After ChatGPT, Riverside, and One Clean Little Bullshit

Sometimes I have to apologize to the first customers who get in my car after I have been talking to ChatGPT, because my brain is already doing seventy-five in a thirty-five. The conversation is not starting from zero anymore. It is already halfway through history, society, customer service, childhood memories, and whatever strange little moral lesson decided to climb into the passenger seat with me.

That is what happens when I get rolling. One thought turns into another thought, then that thought opens a side door, and suddenly we are talking about how people should treat each other. Not in that soft, tiptoeing-around-everybody kind of way, either. I am not saying the world needs to be wrapped in bubble wrap. Sometimes being blunt is the only way to get through to somebody.

You can tell a person, “Do not grab the bottom of that pot. It just came off the stove.” That should be enough. But for some people, the only lesson that works is the one that comes with the hospital visit and third-degree burns on their hands. I am not saying that is the best way to learn. I am just saying some people do not believe hot is hot until the skin says, “Congratulations, genius, now we understand fire.”

That is life. Some lessons are taught. Some lessons are explained. Some lessons are demonstrated by consequences.

My father learned one of those lessons when he left a young boy home alone with a flathead screwdriver and an expensive handheld CB radio. That is not a scientific experiment. That is not childhood development. That is a crime scene with batteries. Curiosity is great until somebody finds the pieces and realizes the radio is never going to talk to anybody again.

But that is how memory works. It does not stay in one lane. I can be talking about how people learn, and the next thing I know, I am explaining Riverside Park to a couple of young gentlemen who only know it as Six Flags New England. To me, that place is not just Six Flags. It is Riverside Park.

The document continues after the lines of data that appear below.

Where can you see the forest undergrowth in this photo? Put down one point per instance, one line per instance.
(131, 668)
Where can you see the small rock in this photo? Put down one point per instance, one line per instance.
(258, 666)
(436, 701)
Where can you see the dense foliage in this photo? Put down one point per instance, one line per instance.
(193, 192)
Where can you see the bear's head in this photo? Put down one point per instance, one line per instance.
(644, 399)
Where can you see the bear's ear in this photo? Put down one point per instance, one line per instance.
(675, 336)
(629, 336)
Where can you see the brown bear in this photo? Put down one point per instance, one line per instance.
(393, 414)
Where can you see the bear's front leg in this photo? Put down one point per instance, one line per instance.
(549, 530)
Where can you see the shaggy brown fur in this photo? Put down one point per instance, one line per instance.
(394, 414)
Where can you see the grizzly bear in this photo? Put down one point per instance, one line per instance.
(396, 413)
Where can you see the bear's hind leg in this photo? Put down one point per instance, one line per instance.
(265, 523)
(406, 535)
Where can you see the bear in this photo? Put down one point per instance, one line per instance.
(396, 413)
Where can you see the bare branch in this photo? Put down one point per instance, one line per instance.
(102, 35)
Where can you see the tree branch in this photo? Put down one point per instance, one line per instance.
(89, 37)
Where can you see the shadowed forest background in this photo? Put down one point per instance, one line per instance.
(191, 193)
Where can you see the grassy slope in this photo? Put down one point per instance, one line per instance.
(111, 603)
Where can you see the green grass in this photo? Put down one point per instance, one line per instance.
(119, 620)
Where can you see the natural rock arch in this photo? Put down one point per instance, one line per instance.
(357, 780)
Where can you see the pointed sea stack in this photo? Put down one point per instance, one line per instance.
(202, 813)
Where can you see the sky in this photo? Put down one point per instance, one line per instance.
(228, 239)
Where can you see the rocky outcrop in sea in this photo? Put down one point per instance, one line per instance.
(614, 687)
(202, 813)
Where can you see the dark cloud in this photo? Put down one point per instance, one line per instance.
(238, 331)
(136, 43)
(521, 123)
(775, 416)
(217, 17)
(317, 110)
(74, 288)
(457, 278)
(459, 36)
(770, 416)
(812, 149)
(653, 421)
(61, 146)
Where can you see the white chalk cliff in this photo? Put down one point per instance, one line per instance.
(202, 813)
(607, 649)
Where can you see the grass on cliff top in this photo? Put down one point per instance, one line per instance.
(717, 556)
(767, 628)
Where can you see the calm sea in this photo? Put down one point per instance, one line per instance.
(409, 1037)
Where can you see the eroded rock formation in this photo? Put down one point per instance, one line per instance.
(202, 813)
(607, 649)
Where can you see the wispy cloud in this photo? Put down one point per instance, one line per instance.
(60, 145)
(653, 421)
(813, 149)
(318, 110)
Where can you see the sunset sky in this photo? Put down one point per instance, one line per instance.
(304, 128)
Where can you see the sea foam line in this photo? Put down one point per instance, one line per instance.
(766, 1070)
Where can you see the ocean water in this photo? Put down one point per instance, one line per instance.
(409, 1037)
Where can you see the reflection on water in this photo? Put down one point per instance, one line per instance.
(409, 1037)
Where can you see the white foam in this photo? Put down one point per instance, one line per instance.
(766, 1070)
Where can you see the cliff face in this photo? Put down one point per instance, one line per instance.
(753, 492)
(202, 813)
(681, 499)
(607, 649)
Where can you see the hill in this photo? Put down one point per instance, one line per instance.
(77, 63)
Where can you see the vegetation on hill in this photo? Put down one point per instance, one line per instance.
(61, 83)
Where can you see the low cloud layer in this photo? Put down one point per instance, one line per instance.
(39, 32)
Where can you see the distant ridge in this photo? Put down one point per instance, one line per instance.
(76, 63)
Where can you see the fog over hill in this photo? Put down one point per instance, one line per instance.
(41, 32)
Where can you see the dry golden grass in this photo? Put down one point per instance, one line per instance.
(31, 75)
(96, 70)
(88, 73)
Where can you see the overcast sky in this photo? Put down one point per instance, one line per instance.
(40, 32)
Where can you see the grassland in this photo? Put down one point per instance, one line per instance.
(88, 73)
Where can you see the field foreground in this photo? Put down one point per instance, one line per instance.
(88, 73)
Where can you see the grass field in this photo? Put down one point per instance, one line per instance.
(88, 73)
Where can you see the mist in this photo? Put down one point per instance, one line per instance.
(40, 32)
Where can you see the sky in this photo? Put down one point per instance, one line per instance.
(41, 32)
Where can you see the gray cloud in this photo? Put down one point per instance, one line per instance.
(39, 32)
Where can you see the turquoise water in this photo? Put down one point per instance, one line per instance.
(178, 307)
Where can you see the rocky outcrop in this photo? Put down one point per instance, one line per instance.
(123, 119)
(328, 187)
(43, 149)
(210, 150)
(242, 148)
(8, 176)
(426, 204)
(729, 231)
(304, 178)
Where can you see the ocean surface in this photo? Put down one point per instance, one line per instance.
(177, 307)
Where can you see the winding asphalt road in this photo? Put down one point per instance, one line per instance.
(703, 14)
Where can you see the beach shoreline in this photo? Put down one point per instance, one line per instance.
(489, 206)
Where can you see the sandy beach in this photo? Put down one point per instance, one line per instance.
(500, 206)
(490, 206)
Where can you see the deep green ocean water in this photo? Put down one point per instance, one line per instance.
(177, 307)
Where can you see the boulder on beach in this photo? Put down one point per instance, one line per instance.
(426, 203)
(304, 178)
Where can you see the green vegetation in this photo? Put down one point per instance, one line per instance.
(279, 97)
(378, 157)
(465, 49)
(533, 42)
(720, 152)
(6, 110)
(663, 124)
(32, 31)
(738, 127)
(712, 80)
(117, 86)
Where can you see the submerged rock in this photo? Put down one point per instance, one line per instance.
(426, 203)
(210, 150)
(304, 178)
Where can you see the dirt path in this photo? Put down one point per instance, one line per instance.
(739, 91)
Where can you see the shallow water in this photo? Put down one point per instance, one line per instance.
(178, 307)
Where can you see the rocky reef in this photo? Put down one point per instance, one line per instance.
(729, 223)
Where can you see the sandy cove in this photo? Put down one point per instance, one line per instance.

More importantly, it is Riverside Speedway.

And if you remember Riverside Speedway, you remember the enduros.

Now, for the people who do not know what an enduro is, let me put it this way: “demolition derby” is probably not what you put on the booking sheet when you want the thing to sound organized. Enduros were rock’em sock’em, smash’em up bumper cars with actual vehicles. Real cars. Real engines. Real dents. Real bad decisions in motion.

Why did they stop doing that kind of thing? I do not know. Maybe it had something to do with oil, radiator fluid, antifreeze, gasoline, and all those other lovely chemicals that end up dripping into the ground when you turn automobiles into contact sports. Strange how time changes what people consider acceptable entertainment.

But back then, it was a show. It sold tickets. People went. People watched. People had a good time.

They even had concerts at the Speedway, because of course they did. It was an entertainment space. It made sense. You had stages. You had private groves. You had areas where people could gather, eat, listen to music, watch something loud happen, and go home with a story.

And Friday nights? That was part of the charm. Buy-one-get-one tickets for lovers. Take your honey down to Riverside, watch some chaos, ride some rides, eat some food, and call it romance. That was a night out. That was local entertainment. That was the kind of memory that sticks because it belonged to the people who lived around it.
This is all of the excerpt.